Hello. SpamSieve is working very well for me after correcting several spammy text strings that were auto-trained as good weeks or months ago, but but not noticed at the time. I manually retrained those mistakes as spam when possible or if training was greyed out, I manually pruned them from the Allowlist. For a couple of frequently appearing spam strings that often slipped through, I manually added Blocklist rules. Finally, I also nudged the Bayesian classifier one notch more aggressive.

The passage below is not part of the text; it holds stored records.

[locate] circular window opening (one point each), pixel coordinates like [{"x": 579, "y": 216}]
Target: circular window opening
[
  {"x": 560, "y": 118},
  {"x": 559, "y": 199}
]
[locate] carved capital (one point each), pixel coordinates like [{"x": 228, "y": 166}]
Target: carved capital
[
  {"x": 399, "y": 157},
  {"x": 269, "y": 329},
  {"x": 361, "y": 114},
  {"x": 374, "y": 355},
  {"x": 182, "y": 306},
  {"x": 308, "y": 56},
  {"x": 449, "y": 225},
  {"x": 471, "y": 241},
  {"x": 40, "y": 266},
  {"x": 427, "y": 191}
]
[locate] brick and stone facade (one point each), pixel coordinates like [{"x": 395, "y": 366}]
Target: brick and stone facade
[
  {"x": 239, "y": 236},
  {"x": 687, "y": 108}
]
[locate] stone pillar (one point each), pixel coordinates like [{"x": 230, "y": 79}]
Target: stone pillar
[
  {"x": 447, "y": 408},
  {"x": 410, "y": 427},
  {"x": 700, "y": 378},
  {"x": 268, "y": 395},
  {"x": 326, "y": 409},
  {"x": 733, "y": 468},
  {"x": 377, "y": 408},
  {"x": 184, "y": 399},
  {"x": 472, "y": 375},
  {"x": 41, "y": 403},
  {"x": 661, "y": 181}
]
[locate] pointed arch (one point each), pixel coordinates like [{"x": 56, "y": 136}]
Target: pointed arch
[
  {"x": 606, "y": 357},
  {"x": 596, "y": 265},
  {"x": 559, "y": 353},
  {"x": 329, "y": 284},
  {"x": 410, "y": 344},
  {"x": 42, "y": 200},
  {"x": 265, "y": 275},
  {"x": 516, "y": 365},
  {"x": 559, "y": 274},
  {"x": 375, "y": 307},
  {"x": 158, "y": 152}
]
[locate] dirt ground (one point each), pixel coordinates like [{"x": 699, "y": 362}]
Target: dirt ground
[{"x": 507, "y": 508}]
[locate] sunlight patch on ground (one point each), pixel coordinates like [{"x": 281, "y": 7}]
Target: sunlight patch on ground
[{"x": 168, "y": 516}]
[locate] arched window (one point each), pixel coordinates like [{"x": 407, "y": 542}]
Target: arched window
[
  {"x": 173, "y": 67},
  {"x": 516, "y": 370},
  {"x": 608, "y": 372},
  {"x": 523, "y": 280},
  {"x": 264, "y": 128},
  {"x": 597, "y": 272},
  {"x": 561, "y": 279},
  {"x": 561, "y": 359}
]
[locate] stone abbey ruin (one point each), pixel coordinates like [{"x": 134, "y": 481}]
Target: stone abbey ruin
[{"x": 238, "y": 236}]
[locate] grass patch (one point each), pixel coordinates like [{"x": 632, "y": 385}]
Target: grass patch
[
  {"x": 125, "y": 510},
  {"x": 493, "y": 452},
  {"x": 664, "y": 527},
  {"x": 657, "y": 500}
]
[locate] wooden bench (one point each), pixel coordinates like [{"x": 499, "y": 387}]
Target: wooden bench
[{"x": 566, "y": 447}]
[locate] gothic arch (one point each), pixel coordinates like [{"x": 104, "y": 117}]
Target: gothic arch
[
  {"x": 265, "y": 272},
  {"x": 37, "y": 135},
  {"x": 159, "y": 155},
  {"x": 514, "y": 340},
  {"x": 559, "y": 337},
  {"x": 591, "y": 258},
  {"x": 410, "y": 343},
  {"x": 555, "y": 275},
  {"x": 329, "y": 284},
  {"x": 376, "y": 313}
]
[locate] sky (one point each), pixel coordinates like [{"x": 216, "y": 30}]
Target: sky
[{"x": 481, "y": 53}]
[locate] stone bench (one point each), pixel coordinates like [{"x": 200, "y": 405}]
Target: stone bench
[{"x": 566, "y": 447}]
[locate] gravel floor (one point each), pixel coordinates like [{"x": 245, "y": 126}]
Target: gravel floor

The biggest remaining question for me is about the corpus getting bloated with meaningless strings. After several years of using SpamSieve, my corpus contains over a millions words. The size doesn’t seem to be an issue so far. But I’ve noticed that hundreds of thousands of those words are meaningless strings that are marked as good (see screenshot).
Perhaps its best to leave it alone since everything is working well. And after years of careful training, I have no interest in restarting from scratch. However, I wish there were ways to avoid and/or remove some of this bloat.
In SpamSieve help, I see mention of the ability to delete unwanted records from the corpus. But I don’t seem to have this capability. Highlighting one or more records and pressing Del or Backspace does nothing.
Of course, pruning such large numbers of records would be a massive and potentially error-prone operation. But I can think of ways to safely filter a lot of it using regex searches.